Former Republican Congressman Tells Democrats How They Can Defeat the NRA
Former Congressman David Jolly. (CNN via Twitter.)

"Republicans are not going to do anything."

David Jolly, a former Republican Congressman says that if Americans want legitimate gun control legislation in the wake of Wednesday's mass shooting in Parkland, Florida, then they need to vote the GOP out of office.

“Republicans are not going to do anything on gun control,” Jolly told The Washington Post yesterday. "And history shows that.” He continued: “The idea of gun policy in the Republican party is to try to get a speaking slot at the NRA and prove to that constituency that you are further right than generations past on guns."


Then he offered some advice: “If this is the issue that defines your ideology as a voter, there are two things I would suggest tonight. First, flip the House. Flip the House. Republicans are not going to do a single thing after this shooting we saw today.”

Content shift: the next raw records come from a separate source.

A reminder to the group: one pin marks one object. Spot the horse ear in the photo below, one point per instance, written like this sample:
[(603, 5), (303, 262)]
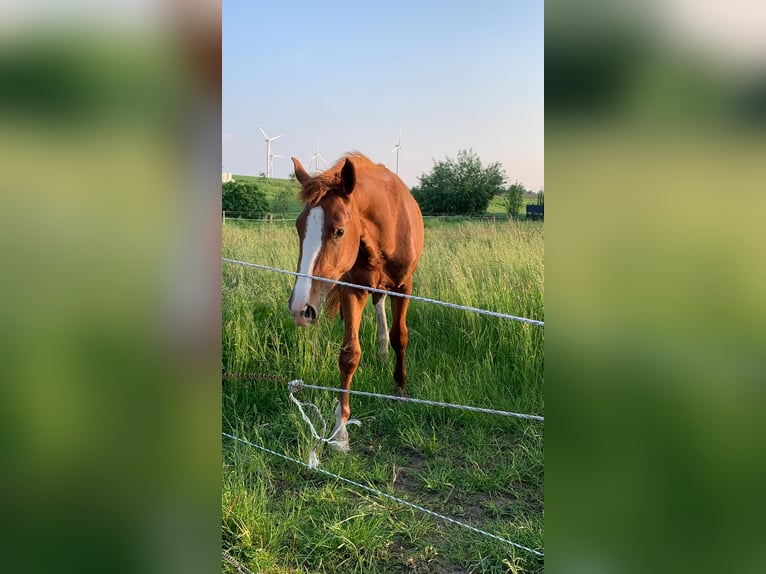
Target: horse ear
[(348, 177), (300, 174)]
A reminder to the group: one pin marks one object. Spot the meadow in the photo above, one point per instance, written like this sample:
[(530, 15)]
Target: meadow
[(484, 470)]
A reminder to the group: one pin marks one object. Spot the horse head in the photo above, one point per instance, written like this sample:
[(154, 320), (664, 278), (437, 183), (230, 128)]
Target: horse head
[(329, 234)]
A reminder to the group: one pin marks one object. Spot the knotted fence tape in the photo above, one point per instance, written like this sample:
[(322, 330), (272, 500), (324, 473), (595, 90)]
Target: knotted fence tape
[(294, 386)]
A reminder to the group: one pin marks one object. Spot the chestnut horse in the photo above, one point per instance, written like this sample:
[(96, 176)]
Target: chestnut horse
[(361, 225)]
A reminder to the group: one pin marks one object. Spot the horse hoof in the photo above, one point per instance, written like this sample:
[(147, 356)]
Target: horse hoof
[(340, 440)]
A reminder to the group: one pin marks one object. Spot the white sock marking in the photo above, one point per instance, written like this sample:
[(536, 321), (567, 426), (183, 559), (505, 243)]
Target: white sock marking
[(380, 312)]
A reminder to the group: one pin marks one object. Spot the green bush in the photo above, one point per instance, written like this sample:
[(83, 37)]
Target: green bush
[(514, 199), (459, 187), (243, 199)]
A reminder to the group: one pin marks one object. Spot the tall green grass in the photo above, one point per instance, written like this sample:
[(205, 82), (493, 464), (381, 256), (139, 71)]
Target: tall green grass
[(481, 469)]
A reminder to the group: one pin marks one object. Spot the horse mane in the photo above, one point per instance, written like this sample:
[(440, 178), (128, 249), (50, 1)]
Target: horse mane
[(318, 186)]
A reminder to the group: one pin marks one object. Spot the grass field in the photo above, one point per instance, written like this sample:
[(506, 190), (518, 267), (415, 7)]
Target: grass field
[(275, 187), (484, 470)]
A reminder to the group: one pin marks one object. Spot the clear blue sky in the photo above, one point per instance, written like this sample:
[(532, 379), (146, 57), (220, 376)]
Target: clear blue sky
[(453, 74)]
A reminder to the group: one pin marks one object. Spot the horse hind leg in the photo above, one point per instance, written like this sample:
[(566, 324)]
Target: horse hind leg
[(380, 312)]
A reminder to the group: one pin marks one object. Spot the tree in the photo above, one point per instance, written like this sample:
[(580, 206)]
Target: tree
[(514, 199), (459, 187), (243, 197)]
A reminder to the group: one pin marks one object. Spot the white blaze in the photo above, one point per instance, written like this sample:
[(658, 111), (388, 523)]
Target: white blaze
[(312, 243)]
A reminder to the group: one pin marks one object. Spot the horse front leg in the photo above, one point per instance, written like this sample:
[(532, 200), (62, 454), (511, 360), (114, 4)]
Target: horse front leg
[(399, 337), (352, 303), (379, 300)]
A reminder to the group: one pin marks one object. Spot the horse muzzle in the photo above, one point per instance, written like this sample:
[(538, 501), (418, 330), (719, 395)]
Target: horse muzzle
[(305, 317)]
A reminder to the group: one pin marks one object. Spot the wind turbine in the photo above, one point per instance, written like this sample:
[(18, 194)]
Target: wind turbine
[(269, 156), (397, 148), (315, 158), (271, 161)]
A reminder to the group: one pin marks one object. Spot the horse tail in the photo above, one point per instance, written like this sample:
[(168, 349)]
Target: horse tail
[(332, 302)]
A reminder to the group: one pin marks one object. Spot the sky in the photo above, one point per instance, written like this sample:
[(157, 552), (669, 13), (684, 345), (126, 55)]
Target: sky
[(452, 75)]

Noting that Americans are “begging for leadership” as they wrangle with the nation's gun problem, he said that the unwillingness to compromise has placed both Republicans and Democrats in deadlock. “Democratic leadership have been the loudest voices on gun control but are really unwilling to consider compromise,” he said.

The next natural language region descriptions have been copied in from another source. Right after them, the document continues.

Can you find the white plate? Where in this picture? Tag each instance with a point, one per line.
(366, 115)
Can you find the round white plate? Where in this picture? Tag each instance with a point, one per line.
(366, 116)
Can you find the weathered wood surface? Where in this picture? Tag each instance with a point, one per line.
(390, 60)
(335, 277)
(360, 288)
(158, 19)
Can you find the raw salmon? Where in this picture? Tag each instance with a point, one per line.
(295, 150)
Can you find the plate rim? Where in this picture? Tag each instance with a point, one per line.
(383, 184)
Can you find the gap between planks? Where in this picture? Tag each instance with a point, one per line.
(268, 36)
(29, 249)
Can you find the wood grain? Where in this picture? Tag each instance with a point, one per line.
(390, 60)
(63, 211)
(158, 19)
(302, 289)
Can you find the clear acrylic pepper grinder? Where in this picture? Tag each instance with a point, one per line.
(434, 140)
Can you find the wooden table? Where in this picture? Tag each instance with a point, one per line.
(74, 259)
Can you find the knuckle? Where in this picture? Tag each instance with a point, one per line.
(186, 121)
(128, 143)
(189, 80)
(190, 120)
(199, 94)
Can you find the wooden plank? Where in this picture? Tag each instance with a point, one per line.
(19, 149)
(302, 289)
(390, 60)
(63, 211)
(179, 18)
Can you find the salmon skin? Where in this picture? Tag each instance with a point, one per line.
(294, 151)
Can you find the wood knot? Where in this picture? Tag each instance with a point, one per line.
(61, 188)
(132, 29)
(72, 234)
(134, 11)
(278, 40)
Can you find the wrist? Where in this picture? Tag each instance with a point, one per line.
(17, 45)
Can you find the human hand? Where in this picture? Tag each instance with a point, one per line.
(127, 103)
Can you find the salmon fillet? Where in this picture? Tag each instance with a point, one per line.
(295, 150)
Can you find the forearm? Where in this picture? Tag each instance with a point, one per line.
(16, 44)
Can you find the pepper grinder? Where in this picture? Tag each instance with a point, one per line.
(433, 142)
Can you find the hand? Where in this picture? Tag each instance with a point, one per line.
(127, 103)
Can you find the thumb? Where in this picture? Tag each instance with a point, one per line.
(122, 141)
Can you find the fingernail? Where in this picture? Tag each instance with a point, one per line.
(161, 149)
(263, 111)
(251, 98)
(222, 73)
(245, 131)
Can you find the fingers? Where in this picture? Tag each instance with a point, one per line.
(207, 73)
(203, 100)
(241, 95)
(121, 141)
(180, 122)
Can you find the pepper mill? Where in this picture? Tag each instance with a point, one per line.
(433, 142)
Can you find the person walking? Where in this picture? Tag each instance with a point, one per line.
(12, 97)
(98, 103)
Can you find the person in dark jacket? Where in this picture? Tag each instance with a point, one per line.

Jolly pointed to his own record while a member of Congress to illustrate his point. In 2016, he sponsored a bill restricting gun purchases for people on the FBI’s terrorist watch list. Attached to this bill was a measure for a due-process hearing if purchasers felt they were wrongly denied a firearm. He believed the bill had bipartisan support, but his efforts were stymied when Democratic leadership withdrew their support because elections were months away and they did not want to help pass Republican-drafted legislation. The issue remains unresolved.

The NRA backed the bill's due-process component, Jolly recalled. He had benefited from the NRA's support: The organization spent at least $108,000 to prevent the election of Democrat Alex Sink, saying that to elect him would be to "curtail [our] freedom." Jolly won the seat. Although his consultants recommended he join the NRA, Jolly declined, because of the group's to consider how gun laws might evolve "amid calls for more stringent background checks and restrictions on semiautomatic rifles."

Which brought him to his next piece of advice for Democrats: They should, he suggested, build a coalition with law enforcement groups that align on gun regulation. Police officers tend to lean conservative, he said, but, as the Post notes, "their dangerous jobs in a country awash in guns often translate to support for gun-policy measures and restrictions often championed by Democrats."

Perhaps most strikingly, Jolly said it might be time to vote the GOP out of Congress because of their inability––or perhaps their refusal––to keep President Donald Trump in check.

“We do know that we have a president who very well might put this nation at risk and this Republican Congress has done nothing to check his power,” Jolly said. “Democrats could, and we might be better off as a republic if they take the House in 2018.”